New refuge to be delivered: Pat Thomas House chairwoman Jill Mather, Mandurah MP David Templeman, Pat Thomas executive officer Jill Robinson and board member Lyola Burns. Photo: Supplied.
New refuge to be delivered: Pat Thomas House chairwoman Jill Mather, Mandurah MP David Templeman, Pat Thomas executive officer Jill Robinson and board member Lyola Burns. Photo: Supplied.

Mandurah MP David Templeman has announced the state government will establish a new women’s refuge in Peel after Pat Thomas House, the only service in the region, raised the alarm about the number of women in need being turned away.

Labor had committed to building two new refuges during the March state election campaign as part of its domestic violence policy, but had not said where in Western Australia the services would be located.

Mr Templeman said Peel was in desperate need for more services.

“WA Labor in the lead up to the election recognised the increasing rates of domestic violence and the terrible effect it is having on local families,” he said.

“That’s why we committed to the construction of a women’s refuge in the Peel region to better address the increase and diversity of families seeking assistance.

“This is a priority for the government and the scope of this project is being developed and will be delivered as soon as practicable.”

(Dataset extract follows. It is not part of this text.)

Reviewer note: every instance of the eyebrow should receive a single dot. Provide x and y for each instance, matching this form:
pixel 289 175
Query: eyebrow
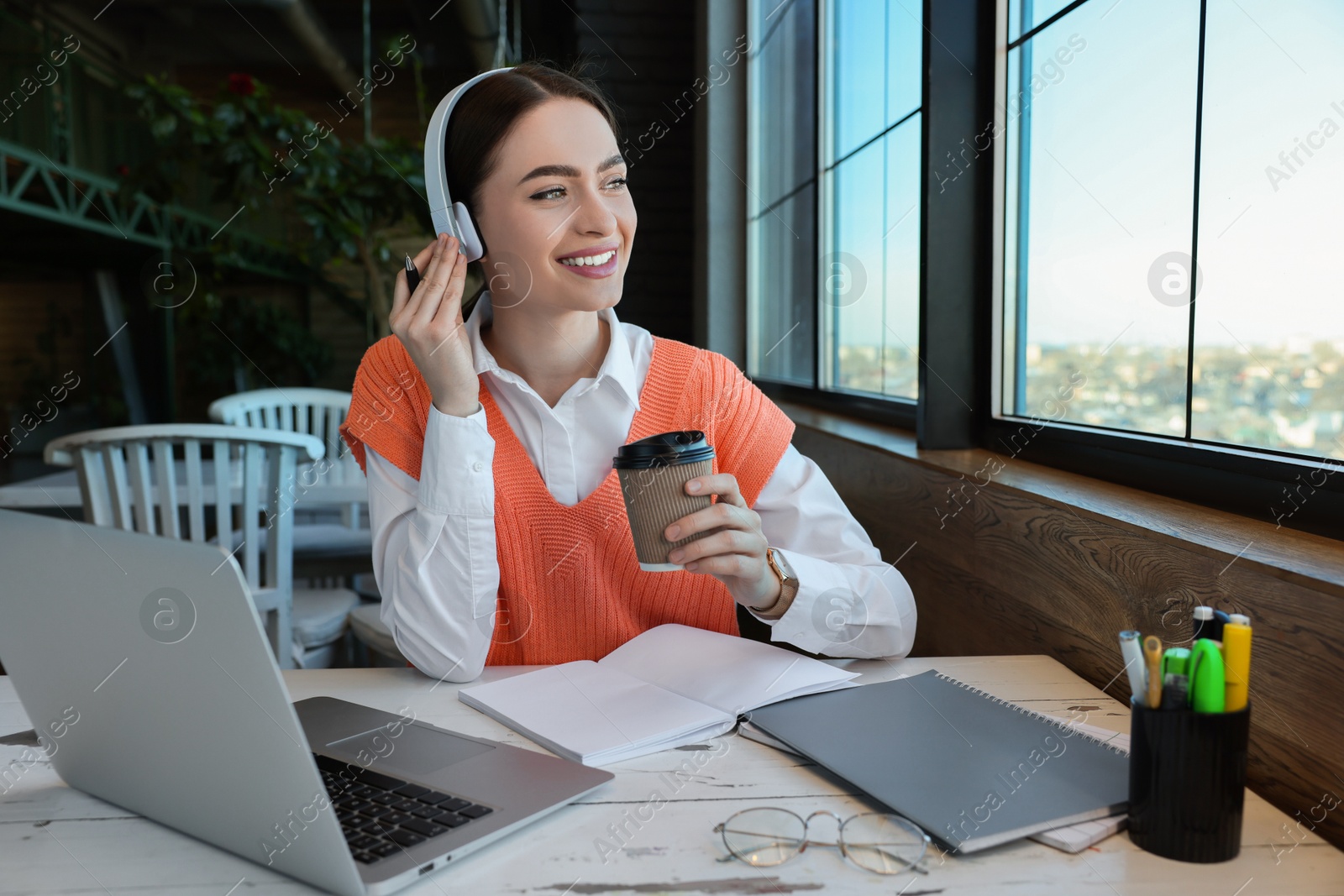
pixel 570 170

Mr Templeman said the new government was also delivering on its commitment to spend an extra $1 million over four years on counselling for families and children who have been victims of domestic and sexual assault, to be provided through Allambee Counselling Services.

On Friday, Pat Thomas House, called on the Labor government to prioritise a new women’s refuge as demand in the region soared, with 30 women and 60 children turned away a month and the number of families seeking shelter expected to rise 40 per cent by this time next year.

Pat Thomas House executive officer Jill Robinson said a new refuge was desperately needed to ease the pressure on the service.

“With police currently attending seven to 10 incidents of domestic violence a day in the Peel region, the service cannot meet demand, and many local women are being forced to return to violent partners or move out of the area from supports as they have no other place to go,” she said.

The service’s chairwoman Jill Mather urged the state government to prioritise a new women’s refuge for Peel.

“The current refuge is more than 30 years old and has several structural problems, with thousands of dollars continually spent on maintenance and upkeep, money which would be better spent on services for the women and children accessing this service,” she said.

Labor also pledged an extra $100,000 for Pat Thomas House during election campaign to help with renovations and upgrades to facilities.